When the meal was done and Jenny Rose had taken Wendell off to bed, the rest of us traipsed through to the living room. I stayed behind and struggled to rearrange the crotch of my tights, which kept creeping down my thighs.

Paige turned in the doorway. “Is something the matter?” she frowned.


Tch
. My tights. They don't fit,” I confided.

“You have to go to CVS, just south on Carpenter Avenue for tights. That's where I get mine. Here. I'll write it down. Let me get my pen.” She went to her desk and riddled through it. Then she went through her purse, but it wasn't there either.

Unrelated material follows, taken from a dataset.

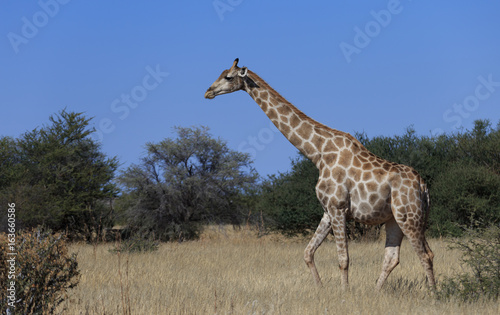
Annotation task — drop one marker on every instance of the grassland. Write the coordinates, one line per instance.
(235, 272)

I said, “There's a pencil on the desk.”

She wrinkled her forehead, “It's not that. I seem to have lost my good pen.”

Aha
, I thought. I was about to say I'd seen a fancy pen at the cottage, but something—perhaps the culpability that crossed her face—held me back. She wrote the way to the shop on a piece of stationery with a pencil and then led me through to another elegant room, this one with tall ceilings lined with shelves stocked with fancy books, everything wood paneled and with a fire blazing at one end. Even the crown moldings wore tooled etchings. A grand piano, off center, graced an antique gold-and-ruby Persian carpet. A library. It was certainly one of the most impressive rooms I'd ever been in. I said so.